Authors: Ryan R. Curtin, Dongryeol Lee, William B. March, Parikshit Ram

JMLR 2015 | Venue PDF | Archive PDF | Plain Text | LLM Run Details

Reproducibility Variable Result LLM Response
Research Type Experimental However, for most real-world datasets with the cover tree implementation in mlpack (Curtin et al., 2013a) and the reference implementation (Beygelzimer et al., 2006), the tree imbalance is near-linear with the number of points. We have constructed cover trees on N uniformly subsampled points from a variety of datasets and calculated the imbalance; see Table 2 for the results. Ten trials were performed for each dataset and each N, and the mean imbalance is given.

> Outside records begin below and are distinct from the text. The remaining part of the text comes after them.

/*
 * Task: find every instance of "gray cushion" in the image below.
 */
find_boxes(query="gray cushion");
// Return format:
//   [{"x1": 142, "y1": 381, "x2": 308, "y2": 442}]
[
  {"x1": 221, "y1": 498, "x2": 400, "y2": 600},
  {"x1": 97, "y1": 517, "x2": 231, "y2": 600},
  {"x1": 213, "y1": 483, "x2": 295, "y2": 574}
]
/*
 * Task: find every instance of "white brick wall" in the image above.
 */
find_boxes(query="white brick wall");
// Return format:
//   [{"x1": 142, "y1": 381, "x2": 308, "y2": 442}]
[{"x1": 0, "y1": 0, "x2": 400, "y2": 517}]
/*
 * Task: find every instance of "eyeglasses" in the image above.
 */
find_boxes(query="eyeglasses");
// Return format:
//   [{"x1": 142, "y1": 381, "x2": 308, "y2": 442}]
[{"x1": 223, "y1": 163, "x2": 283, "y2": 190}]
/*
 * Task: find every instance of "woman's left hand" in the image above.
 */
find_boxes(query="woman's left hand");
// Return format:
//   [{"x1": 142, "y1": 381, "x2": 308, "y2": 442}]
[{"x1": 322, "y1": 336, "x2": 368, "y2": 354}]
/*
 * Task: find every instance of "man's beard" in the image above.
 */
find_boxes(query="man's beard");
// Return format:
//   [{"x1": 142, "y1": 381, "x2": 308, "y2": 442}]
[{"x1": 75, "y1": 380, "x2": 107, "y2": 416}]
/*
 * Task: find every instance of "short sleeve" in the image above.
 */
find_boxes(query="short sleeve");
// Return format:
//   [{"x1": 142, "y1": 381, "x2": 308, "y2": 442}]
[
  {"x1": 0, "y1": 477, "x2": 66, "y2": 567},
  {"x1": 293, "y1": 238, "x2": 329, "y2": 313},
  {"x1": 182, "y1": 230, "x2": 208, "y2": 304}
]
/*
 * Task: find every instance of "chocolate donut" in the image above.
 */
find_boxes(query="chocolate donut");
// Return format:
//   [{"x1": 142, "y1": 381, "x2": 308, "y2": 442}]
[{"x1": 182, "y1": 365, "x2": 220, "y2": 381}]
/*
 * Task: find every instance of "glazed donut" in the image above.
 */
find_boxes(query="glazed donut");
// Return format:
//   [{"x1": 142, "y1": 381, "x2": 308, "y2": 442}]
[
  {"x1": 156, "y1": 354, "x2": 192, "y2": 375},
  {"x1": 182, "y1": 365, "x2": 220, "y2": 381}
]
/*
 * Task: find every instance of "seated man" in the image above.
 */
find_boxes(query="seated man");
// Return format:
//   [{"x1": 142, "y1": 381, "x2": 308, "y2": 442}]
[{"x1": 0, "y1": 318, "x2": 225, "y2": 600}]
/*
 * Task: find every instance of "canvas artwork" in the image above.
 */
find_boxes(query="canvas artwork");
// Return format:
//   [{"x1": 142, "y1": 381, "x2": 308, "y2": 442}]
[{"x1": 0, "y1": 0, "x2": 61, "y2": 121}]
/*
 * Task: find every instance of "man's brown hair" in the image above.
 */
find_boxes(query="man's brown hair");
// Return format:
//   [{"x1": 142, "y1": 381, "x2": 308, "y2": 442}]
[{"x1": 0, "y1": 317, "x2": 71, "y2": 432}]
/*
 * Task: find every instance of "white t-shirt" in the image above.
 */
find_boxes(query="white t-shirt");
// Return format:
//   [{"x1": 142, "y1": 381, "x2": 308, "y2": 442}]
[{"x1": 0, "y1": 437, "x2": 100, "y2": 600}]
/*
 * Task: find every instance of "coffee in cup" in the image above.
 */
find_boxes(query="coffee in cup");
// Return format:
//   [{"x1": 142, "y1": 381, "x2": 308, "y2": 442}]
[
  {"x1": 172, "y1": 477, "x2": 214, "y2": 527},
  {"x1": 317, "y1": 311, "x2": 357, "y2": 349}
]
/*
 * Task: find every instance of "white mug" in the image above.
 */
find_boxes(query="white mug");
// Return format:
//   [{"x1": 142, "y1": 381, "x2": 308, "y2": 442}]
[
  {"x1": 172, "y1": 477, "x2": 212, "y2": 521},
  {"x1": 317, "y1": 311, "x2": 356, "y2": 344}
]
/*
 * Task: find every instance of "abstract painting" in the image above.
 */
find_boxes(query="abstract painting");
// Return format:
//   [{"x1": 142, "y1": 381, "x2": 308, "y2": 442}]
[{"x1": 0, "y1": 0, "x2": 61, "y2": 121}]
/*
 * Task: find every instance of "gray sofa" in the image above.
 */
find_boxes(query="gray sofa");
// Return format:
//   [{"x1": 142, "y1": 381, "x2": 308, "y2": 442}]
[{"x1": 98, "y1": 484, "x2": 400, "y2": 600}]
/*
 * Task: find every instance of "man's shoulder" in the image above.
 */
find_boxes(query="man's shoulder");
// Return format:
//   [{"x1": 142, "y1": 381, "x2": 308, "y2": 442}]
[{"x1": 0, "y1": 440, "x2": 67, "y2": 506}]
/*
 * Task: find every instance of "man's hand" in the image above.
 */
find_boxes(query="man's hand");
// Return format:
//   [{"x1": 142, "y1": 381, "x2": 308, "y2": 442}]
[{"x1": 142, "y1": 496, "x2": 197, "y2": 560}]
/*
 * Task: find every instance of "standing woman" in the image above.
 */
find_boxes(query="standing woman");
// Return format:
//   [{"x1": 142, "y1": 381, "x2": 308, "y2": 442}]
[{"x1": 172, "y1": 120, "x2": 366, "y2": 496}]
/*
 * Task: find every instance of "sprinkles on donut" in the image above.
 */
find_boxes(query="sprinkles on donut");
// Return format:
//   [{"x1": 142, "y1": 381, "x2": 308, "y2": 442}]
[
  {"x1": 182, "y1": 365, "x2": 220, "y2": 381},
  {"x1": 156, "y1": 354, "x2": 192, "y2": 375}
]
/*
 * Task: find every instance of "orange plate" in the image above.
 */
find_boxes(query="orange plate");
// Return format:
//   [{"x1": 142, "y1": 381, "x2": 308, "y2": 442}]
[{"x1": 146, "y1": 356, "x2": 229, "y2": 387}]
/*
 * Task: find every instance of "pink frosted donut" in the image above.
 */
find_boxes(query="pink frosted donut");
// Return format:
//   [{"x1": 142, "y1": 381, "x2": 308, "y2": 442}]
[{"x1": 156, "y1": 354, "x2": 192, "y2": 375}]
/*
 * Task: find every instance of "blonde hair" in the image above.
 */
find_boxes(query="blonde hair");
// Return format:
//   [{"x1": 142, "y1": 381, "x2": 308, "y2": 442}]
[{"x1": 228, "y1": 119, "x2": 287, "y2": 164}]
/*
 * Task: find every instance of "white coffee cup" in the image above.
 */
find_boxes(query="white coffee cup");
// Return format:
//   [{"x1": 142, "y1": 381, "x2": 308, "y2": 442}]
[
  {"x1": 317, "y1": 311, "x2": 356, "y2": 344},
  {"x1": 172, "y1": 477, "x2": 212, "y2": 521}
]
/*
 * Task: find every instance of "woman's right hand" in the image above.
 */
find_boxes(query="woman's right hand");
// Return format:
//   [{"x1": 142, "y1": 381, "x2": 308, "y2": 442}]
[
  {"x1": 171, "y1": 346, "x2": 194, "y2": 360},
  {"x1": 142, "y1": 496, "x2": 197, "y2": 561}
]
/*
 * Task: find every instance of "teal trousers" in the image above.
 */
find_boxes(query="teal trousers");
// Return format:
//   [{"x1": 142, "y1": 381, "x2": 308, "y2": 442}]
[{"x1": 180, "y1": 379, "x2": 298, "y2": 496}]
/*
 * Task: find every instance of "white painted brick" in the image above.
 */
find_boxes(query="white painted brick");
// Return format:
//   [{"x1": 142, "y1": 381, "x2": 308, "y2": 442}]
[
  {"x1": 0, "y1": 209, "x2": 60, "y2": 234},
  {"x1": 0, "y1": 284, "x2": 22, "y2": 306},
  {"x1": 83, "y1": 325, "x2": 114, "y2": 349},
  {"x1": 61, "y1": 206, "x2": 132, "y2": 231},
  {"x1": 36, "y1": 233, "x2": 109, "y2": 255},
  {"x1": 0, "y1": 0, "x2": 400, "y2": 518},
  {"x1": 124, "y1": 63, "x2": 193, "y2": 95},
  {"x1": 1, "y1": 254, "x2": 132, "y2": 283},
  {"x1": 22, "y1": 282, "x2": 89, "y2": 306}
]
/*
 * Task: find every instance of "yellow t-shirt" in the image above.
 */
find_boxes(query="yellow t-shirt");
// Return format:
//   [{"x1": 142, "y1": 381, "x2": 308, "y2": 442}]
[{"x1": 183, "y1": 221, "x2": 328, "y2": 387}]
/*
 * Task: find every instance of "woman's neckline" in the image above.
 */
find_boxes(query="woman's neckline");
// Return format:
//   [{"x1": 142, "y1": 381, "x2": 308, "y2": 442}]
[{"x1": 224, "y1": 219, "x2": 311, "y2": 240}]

Researcher Affiliation Collaboration Ryan R. Curtin EMAIL School of Computational Science and Engineering Georgia Institute of Technology Atlanta, GA 30332-0250, USA Dongryeol Lee EMAIL Yahoo Labs Sunnyvale, CA 94089 William B. March EMAIL Institute for Computational Engineering and Sciences University of Texas, Austin Austin, TX 78712-1229 Parikshit Ram EMAIL Skytree, Inc. Atlanta, GA 30332
Pseudocode Yes Algorithm 1 The standard pruning dual-tree traversal for cover trees. Algorithm 2 Nearest neighbor search Base Case() Algorithm 3 Nearest neighbor search Score()
Open Source Code No The text mentions 'the cover tree implementation in mlpack (Curtin et al., 2013a)', but does not explicitly state that the code for the methodology described in *this* paper is being released or provide a link to it.
Open Datasets Yes The power, susy, higgs, and covertype datasets are found in the UCI Machine Learning Repository (Bache and Lichman, 2013), the mnist dataset is from Le Cun et al. (2000), the lcdm and sdss datasets are Sloan Digital Sky Survey data (Adelman-Mc Carthy et al., 2008), and the randu dataset is randomly-generated uniformly-distributed data in 10 dimensions.
Dataset Splits No The paper states, 'We have constructed cover trees on N uniformly subsampled points from a variety of datasets,' but does not provide specific training, test, or validation dataset splits for experimental evaluation.
Hardware Specification No The paper does not explicitly describe the hardware used to run its experiments or empirical calculations.
Software Dependencies No The paper mentions 'the cover tree implementation in mlpack (Curtin et al., 2013a) and the reference implementation (Beygelzimer et al., 2006)', but it does not specify any software names with version numbers for reproducibility.
Experiment Setup No The paper describes constructing cover trees on 'N uniformly subsampled points' and performing 'Ten trials' to calculate mean tree imbalance, but it does not provide specific experimental setup details like hyperparameters or training configurations for a machine learning model.